Nadia Chahed
20 Mai 2017•Mise à jour: 21 Mai 2017
AA/Niamey/Illa Kané
Les autorités nigériennes ont, encore une fois, interdit une marche prévue samedi par la société civile pour dénoncer
Cette interdiction a été annoncée dans un arrêté publié vendredi soir par la mairie de Niamey.
«En application de l’article 5 de la loi n°02004-45 du 08 juin 2004 régissant les manifestations sur la voie publique, la marche que projette d’organiser le collectif des Organisations de la Société civile nigérienne, le samedi 20 Mai 2017, est interdite pour des raisons de troubles graves à l’ordre public», indique l'arrêté en question et dont Anadolu a reçu copie.
Les forces de l'ordre occupaient samedi les lieux de rassemblement habituel de Niamey, a rapporte le correspondant d'Anadolu.
C'est la deuxième fois depuis le début du mois de mai que la société civile se voit interdite de manifester. Le 10 mai dernier, les mêmes organisations de la société civile ont été interdites d’organiser une marche par la mairie de Niamey qui avait, également, évoqué des "risques de troubles graves à l’ordre public".
Réagissant à cette nouvelle interdiction, Elhadji Idi Abdou, activiste de la société civile a noté dans une déclaration à Anadolu que «l’argument du Maire n’est pas suffisant pour motiver l’interdiction d’une manifestation dans un système démocratique. Ces genres de décisions constitue une atteinte aux libertés fondamentales», a commenté l’acteur de la société civile Elhadji Idi Abdou dans une réaction à Anadolu.

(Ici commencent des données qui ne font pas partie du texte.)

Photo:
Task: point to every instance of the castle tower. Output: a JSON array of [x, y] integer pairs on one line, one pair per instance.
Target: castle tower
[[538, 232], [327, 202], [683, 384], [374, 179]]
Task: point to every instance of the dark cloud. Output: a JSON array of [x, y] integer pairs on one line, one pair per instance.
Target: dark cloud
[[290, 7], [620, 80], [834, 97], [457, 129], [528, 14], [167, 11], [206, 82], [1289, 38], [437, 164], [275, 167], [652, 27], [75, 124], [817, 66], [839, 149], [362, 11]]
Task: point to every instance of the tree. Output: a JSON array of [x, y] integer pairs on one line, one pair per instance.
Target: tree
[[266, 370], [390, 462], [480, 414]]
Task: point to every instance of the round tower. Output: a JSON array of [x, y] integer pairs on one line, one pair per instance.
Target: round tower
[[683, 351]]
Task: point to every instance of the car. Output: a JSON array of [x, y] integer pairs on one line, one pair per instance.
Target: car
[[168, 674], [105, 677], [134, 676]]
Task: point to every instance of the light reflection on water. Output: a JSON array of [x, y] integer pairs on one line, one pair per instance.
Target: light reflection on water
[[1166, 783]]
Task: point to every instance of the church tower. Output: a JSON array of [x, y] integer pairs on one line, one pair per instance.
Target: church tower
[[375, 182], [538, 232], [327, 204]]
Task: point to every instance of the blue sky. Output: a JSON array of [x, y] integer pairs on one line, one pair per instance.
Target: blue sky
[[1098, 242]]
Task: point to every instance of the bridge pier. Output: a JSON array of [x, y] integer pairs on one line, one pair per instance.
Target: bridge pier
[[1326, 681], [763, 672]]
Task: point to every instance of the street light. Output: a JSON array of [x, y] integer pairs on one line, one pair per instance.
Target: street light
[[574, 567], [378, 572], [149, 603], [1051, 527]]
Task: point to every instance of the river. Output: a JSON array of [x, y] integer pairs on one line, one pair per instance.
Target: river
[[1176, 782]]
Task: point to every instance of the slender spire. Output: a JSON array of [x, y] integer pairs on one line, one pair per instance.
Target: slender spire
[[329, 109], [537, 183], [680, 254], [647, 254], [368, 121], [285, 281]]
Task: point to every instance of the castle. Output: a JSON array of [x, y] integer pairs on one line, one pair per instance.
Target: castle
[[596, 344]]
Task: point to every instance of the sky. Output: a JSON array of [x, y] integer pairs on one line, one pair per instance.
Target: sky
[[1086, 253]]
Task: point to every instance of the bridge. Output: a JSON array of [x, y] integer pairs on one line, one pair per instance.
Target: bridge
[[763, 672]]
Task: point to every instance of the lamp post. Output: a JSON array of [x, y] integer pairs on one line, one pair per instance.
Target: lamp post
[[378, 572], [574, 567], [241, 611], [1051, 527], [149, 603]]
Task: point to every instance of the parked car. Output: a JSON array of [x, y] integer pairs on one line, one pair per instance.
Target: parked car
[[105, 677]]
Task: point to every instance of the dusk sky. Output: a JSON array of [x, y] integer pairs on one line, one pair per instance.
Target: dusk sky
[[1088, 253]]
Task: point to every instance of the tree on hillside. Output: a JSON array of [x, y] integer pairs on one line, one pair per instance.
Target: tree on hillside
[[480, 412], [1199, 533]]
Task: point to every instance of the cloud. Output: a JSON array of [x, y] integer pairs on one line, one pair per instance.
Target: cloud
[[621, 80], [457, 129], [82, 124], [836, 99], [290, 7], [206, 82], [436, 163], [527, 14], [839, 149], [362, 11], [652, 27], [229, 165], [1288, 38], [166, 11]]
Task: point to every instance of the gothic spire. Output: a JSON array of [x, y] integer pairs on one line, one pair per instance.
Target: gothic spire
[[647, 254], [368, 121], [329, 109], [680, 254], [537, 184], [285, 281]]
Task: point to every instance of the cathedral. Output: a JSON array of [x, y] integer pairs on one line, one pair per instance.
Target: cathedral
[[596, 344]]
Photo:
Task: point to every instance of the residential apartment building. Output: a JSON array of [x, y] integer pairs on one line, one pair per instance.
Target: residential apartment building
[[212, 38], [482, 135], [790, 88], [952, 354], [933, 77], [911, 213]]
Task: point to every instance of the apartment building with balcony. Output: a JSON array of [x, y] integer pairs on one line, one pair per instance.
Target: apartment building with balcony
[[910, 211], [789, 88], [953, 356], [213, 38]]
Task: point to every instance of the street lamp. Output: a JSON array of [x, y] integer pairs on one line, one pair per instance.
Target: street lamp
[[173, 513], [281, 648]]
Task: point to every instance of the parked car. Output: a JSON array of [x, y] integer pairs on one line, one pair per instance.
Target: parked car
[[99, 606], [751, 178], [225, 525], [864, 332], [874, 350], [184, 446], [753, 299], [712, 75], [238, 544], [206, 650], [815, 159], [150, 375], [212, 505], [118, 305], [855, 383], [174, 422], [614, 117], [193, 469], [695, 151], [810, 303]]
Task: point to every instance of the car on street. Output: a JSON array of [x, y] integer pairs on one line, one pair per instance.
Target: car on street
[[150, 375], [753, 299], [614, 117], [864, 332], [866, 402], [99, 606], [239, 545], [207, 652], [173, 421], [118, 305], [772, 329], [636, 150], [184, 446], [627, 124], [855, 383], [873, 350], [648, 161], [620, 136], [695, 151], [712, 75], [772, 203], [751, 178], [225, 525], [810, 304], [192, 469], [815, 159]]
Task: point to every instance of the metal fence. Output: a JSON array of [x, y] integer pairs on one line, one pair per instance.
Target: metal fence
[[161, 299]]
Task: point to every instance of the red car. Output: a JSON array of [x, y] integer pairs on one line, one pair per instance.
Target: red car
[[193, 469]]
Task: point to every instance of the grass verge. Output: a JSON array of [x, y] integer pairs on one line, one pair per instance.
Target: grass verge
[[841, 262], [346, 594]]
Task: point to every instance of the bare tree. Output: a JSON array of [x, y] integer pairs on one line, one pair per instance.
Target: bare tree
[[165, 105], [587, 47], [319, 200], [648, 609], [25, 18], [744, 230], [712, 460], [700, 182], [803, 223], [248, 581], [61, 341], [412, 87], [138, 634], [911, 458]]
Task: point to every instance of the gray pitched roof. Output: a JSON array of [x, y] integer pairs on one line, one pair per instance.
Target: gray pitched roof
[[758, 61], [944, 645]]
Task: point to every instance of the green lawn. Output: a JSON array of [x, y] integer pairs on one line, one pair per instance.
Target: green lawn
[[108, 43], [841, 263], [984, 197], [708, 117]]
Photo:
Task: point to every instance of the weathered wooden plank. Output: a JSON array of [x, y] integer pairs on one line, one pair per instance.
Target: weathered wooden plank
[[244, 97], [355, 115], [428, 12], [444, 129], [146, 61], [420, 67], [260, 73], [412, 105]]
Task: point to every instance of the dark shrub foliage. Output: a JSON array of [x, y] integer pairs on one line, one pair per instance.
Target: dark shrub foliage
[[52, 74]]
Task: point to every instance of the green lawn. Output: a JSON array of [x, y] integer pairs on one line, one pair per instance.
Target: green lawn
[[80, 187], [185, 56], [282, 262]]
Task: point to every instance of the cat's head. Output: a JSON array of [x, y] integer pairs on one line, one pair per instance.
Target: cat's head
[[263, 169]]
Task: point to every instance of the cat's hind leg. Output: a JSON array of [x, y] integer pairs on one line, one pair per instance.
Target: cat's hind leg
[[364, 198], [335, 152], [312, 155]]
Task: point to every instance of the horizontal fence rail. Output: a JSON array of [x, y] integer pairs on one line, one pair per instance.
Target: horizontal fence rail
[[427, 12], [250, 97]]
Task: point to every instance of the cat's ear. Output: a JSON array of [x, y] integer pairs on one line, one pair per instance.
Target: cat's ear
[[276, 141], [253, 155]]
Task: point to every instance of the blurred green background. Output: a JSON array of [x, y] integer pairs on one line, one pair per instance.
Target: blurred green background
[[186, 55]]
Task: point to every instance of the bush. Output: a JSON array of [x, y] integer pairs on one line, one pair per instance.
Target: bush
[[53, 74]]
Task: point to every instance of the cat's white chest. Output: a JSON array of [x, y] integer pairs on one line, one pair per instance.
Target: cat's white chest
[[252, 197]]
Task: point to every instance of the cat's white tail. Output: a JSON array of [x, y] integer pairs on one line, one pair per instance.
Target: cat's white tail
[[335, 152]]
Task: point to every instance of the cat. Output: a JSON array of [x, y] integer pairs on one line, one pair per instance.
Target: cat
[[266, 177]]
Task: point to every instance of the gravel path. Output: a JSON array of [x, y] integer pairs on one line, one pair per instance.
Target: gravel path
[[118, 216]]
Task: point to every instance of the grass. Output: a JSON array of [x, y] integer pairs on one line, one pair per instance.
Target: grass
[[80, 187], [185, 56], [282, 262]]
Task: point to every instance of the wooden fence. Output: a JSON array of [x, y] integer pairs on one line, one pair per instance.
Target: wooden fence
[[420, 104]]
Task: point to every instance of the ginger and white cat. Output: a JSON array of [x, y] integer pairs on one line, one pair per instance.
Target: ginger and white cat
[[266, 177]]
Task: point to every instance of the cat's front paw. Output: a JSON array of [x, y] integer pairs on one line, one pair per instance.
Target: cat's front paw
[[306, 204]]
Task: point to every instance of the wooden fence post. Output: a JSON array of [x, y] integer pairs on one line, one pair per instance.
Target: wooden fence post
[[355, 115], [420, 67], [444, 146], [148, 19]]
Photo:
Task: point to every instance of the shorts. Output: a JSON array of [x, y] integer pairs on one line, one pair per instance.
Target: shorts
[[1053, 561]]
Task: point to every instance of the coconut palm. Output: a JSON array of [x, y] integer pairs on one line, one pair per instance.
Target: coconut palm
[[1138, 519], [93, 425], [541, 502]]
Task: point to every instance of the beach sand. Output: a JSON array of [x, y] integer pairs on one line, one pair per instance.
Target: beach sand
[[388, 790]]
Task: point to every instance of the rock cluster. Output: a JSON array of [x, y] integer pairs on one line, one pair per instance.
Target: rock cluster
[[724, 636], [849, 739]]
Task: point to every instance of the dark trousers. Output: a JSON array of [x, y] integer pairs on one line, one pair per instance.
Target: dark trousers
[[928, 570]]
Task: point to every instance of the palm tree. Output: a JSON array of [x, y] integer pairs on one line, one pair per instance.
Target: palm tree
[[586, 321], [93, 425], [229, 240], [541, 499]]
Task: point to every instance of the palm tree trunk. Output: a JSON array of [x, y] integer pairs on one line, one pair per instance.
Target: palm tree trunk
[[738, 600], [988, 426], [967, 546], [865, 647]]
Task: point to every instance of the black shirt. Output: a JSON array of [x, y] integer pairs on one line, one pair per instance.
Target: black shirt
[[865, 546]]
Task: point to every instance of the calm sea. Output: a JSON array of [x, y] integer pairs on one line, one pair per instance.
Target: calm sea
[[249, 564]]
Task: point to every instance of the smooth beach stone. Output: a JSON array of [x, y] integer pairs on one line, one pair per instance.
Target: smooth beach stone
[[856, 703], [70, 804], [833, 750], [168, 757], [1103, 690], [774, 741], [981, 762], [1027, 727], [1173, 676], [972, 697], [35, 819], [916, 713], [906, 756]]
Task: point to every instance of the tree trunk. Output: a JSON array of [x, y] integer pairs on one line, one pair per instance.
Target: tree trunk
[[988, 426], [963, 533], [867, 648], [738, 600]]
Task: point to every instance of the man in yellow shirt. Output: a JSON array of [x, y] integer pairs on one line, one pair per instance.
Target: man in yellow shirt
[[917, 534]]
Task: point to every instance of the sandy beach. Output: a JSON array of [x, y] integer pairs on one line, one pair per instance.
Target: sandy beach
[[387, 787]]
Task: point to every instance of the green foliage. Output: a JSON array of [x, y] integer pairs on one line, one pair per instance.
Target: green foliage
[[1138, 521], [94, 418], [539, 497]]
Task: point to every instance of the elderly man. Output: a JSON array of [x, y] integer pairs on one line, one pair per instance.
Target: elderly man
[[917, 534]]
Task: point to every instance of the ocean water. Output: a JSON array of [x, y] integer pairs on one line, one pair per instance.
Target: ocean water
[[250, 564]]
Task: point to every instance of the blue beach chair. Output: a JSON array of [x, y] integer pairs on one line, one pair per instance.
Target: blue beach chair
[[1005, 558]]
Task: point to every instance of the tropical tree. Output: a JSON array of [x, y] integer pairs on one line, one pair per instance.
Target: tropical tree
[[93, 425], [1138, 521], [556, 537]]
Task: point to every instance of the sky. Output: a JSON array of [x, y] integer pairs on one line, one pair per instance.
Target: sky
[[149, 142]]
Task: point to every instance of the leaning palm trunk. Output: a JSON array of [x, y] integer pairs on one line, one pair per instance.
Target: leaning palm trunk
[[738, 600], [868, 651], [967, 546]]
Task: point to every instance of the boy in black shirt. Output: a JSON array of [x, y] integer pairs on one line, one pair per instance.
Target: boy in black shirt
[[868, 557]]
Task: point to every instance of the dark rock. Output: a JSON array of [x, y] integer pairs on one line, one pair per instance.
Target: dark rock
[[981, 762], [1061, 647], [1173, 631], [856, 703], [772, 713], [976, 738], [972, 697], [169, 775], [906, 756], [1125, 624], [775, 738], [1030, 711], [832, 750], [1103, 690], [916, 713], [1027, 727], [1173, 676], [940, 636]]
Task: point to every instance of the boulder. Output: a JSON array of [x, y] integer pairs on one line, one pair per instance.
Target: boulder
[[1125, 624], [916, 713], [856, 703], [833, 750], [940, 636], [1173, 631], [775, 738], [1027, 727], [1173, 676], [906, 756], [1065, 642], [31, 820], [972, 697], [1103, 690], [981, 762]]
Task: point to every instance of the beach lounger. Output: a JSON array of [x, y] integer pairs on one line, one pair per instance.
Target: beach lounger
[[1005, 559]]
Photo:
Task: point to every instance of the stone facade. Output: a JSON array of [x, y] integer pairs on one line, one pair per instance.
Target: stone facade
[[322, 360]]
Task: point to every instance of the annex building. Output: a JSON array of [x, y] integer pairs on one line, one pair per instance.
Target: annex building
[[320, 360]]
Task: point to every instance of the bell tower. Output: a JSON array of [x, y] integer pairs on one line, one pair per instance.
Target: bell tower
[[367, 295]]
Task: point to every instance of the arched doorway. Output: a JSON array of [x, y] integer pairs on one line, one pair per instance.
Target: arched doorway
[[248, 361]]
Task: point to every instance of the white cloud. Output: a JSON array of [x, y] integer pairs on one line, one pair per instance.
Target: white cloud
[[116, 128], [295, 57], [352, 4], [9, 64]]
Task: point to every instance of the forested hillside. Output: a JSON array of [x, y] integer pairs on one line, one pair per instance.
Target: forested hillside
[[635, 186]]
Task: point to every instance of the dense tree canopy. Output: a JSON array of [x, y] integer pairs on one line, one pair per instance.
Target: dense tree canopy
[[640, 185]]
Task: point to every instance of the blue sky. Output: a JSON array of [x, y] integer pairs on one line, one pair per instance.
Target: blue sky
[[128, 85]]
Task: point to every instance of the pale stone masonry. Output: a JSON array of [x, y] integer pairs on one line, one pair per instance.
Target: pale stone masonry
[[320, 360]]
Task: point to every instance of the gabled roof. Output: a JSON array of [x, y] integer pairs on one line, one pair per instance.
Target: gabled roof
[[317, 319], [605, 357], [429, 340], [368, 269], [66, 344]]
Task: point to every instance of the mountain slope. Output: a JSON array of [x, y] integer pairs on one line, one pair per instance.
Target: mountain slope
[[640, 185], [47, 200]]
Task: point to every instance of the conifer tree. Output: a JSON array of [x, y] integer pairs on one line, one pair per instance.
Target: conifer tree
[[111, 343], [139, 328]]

«Nous constatons tout simplement que l’Etat de droit est mis entre parenthèses par le pouvoir de Niamey. Notre droit constitutionnel de manifester est bafoué», a Maikoul Zodi, un des organisateurs de la marche prévue samedi.
Il a ajouté, dans une déclaration à Anadolu, que la manifestation de ce samedi visait à protester contre "la mal-gouvernance" et "l’abandon de l’école publique", par les autorités ainsi qu'à exiger la libération de certaines personnes arrêtées.
Parmi celles-ci, il y a l’opposant Amadou Ali Djibo dit «Max», arrêté lundi et transféré à la prison civile de Niamey jeudi, et l’acteur de la société civile Mohamed Insar arrêté depuis deux semaines à Agadez, dans le Nord du Niger où est extrait l’uranium.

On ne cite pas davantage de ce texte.